Harrogate devolution: Leeds vs North Yorkshire
As the debate rumbles on over how Yorkshire devolution would affect Harrogate, Leeds City Council’s deputy leader Coun James Lewis and North Yorkshire council leader Coun Carl Les set out their proposals for Harrogate.
Coun James Lewis, deputy leader of Leeds City Council.
There is a very strong economic and practical case for Harrogate and Leeds to work together.
Economically the two districts are very closely linked.
Leeds is home to the largest and fastest growing financial and legal services sector outside London, and many people choose to commute between Leeds and Harrogate.
This isn’t all one way, as the Harrogate district itself has a strong economy and excellent companies in a range of different sectors.
The business conferencing facilities in Harrogate are well-known and the two places have very complementary strengths for attracting tourists to the city-life of Leeds and the North Yorkshire countryside.
The practical case is just as strong.

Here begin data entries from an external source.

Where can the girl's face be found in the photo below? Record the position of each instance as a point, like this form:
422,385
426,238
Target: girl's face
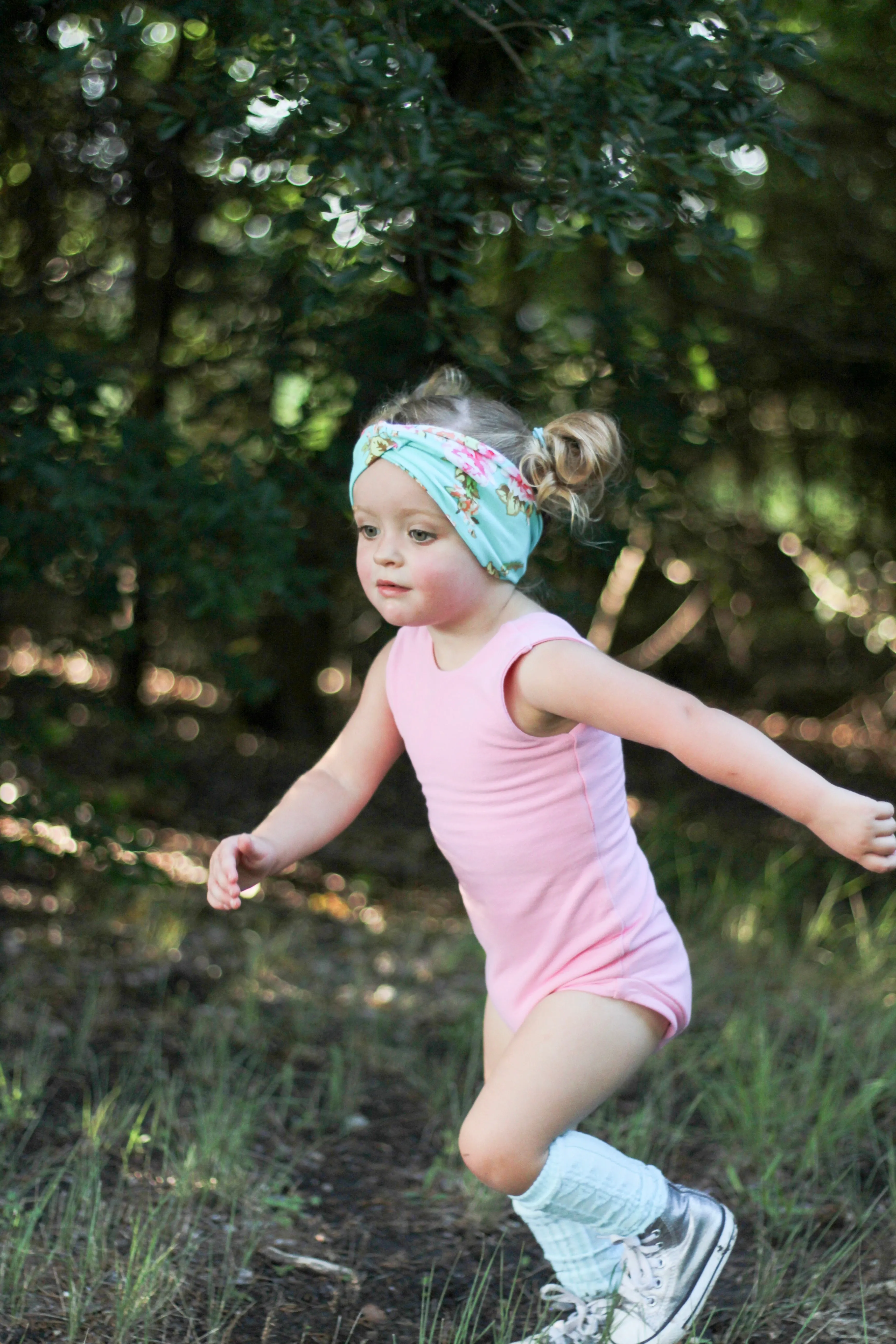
413,566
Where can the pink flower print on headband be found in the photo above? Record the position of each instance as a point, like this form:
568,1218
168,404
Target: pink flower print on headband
479,463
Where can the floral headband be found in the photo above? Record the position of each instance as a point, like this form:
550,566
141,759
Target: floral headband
481,492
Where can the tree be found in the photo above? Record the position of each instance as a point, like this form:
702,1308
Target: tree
225,226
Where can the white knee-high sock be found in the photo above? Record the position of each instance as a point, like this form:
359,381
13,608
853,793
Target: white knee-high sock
585,1194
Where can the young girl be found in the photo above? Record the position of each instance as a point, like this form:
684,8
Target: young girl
514,725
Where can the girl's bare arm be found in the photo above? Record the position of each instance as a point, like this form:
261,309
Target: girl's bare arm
581,685
320,804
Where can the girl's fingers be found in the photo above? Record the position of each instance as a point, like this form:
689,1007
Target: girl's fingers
880,863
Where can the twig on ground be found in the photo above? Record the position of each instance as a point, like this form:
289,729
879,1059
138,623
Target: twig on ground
315,1266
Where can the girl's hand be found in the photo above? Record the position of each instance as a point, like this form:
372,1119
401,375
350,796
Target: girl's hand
859,828
237,863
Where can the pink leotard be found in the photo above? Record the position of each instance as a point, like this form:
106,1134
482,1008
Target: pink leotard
538,832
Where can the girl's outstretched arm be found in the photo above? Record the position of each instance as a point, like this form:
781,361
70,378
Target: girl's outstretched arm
320,804
579,685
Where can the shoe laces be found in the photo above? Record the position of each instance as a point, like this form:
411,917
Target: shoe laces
641,1260
586,1323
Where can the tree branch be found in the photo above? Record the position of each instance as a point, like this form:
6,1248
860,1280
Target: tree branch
489,27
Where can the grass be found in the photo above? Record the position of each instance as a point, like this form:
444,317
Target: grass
167,1077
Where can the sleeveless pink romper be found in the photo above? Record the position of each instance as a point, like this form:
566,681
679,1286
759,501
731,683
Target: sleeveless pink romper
538,832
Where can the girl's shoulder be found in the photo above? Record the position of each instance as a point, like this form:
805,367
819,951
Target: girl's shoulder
539,627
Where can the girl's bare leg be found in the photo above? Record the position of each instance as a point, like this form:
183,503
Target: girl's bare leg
571,1053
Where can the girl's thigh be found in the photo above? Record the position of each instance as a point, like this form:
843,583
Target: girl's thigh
496,1038
571,1053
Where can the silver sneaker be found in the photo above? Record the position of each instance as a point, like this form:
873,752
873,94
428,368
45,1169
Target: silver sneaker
671,1269
586,1324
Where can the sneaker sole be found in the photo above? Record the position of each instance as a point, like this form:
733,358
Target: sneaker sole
678,1327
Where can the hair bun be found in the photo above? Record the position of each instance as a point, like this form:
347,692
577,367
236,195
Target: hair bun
571,463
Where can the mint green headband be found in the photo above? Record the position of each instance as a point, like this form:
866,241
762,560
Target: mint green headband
481,492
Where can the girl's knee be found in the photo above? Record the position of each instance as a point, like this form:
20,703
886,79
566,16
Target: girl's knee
498,1160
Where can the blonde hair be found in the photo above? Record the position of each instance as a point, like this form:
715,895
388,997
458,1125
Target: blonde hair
569,472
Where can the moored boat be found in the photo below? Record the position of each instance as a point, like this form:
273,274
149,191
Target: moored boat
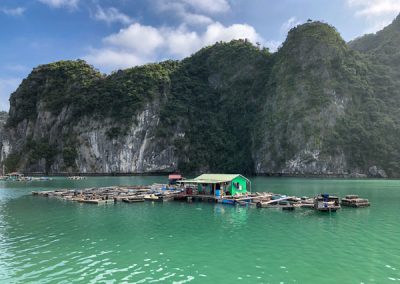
354,201
133,199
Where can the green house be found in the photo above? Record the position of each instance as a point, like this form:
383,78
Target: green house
221,184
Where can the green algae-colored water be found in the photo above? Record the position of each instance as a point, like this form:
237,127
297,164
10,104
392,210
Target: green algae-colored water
52,241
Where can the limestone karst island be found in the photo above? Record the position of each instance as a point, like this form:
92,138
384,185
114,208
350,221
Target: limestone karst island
199,141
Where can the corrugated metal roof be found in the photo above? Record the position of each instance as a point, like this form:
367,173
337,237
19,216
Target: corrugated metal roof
174,176
212,178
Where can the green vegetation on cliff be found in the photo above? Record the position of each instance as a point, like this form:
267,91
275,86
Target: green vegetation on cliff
317,105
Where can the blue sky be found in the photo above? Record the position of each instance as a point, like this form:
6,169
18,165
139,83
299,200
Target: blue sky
123,33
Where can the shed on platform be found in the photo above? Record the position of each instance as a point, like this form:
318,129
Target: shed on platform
220,184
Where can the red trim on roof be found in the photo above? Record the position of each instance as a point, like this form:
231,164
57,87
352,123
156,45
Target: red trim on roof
175,176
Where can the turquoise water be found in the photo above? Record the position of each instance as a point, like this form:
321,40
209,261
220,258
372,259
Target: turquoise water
52,241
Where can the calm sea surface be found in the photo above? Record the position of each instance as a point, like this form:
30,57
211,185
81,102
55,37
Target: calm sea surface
52,241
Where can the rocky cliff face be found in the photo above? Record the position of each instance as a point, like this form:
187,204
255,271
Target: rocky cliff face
315,107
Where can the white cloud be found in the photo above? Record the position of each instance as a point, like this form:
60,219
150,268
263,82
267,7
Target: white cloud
111,15
138,44
7,86
136,37
61,3
375,7
110,59
273,45
208,6
290,23
18,11
17,68
376,13
180,10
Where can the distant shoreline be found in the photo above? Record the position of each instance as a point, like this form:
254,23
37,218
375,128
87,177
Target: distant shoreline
343,176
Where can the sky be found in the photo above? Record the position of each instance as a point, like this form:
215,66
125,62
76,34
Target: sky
117,34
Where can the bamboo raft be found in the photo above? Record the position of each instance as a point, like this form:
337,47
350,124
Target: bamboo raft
159,193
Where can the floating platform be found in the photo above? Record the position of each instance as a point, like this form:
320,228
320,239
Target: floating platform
159,193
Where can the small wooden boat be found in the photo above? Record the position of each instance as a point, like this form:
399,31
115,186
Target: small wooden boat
152,197
133,199
354,201
326,203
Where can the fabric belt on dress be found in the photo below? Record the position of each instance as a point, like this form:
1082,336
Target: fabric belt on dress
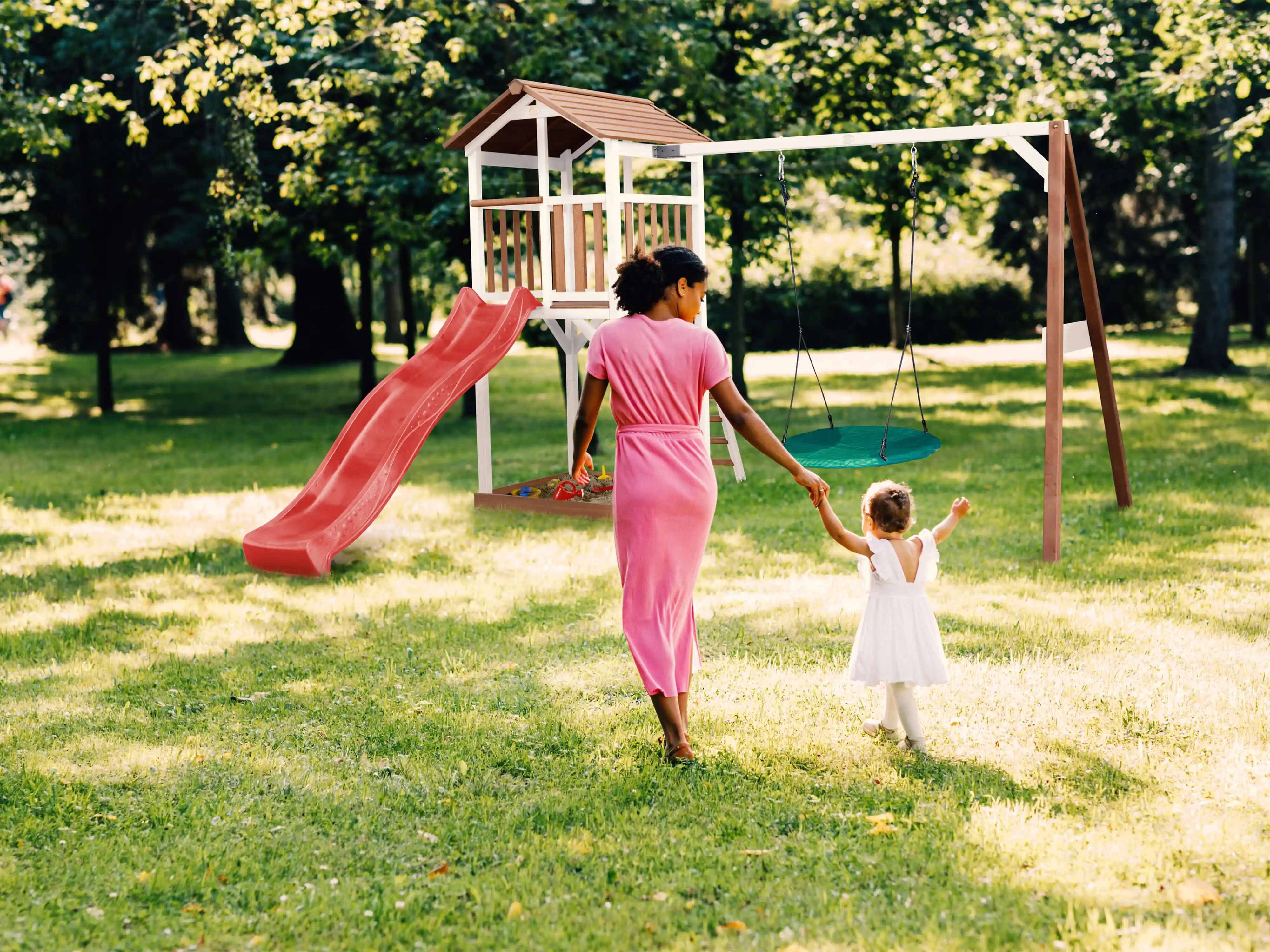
657,428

It will be vital to Harrogate to attract investment in transport infrastructure which has been lagging for decades, especially the electrification of the rail link to Leeds, and other improvements to the district that give easy access to Leeds/Bradford Airport, and aerial links to London and Manchester.
West Yorkshire councils have worked very closely with Harrogate to build a strong partnership that backs the compelling case for electrification.
As resources become scarcer for such infrastructure investment, the economic case for Harrogate will stand and fall on whether it can demonstrate economic impact, and this can only be done through new ways of working in strong partnership with the Leeds city-region.
Is there a risk of the rural areas in the Harrogate district being “drowned out” by their bigger urban counterparts?
here is no evidence at all that this has happened over the last five years of the Leeds city-region partnership. In fact, Harrogate has gained hugely in being part of the £1 billion UK’s largest LEP deal through the Regional Growth Fund that is already bringing jobs and opportunities to people and businesses in the district.
We are getting three times the impact at three times the speed of similar national programmes through this partnership.
The best example of all is the Tour de France, which would never have come to both Leeds and Harrogate but for this strong partnership that showed how we can beat the best in the world when we work together. It would be folly to throw this away.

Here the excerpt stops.